Although legally designated a wine, craft beer drinkers mostly seek out mead, according to Waldeck. The Florida brewery Cigar City even sent one of its brewers to Mogadore to collaborate with Waldeck on a Key lime-flavored mead called Criminal KLP. Cincinnati’s MadTree Brewing also collaborated with Waldeck to make a maple-syrup-and-fig-flavored mead called Nucleus.
“We don’t take ourselves too seriously,” says Waldeck. “Mead doesn’t have to be super expensive and super sweet. We’re making mead for everybody.”
For more information, directions and taproom hours, visit craftedmead.com.
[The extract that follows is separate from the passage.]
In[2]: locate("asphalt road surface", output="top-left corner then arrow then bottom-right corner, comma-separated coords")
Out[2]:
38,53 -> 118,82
Crafted Artisan Meadery makes mostly small-batch, limited releases. Taproom options and bottle selections are constantly changing, which is part of the fun. Here are a few of the meads you may find at the taproom or a store near you.
Barrel-Aged Wildflower: Using single-sourced wildflower honey, this noncarbonated mead is aged for more than six months in bourbon barrels with vanilla beans and coffee from Akron coffee roasters. “It has the right amount of barrel character without overpowering the coffee and vanilla notes,” says owner Kent Waldeck.
Strawberry & Basil: This flavor is part of Crafted Artisan Meadery’s new Gastrognome Series of meads inspired by fine dining. “How we make our mead — it is a very culinary approach,” explains Waldeck. “The basil pairs together very well with the strawberry’s jammy sweetness.”
Pollen-Nation: Made with blackberries and cascade hops, this mead was Waldeck’s first session mead. He made 550 gallons without even sampling a test batch, and it went on to win a gold medal at the 2014 Mazer Cup, an international competition for the best meads in the world. “This is our flagship session mead,” says Waldeck. “The floral notes of the cascade hops marry well with the tart blackberries. … It is a great gateway mead for those who have never experienced mead before.”
Baklava to the Future: This dessert-inspired mead is made with 200 pounds of toasted,
crushed walnuts. Waldeck and his crew also bake 150 pounds of phyllo dough and add it
to the batch. “We round that out with vanilla and cinnamon to capture that baklava character,” explains Waldeck.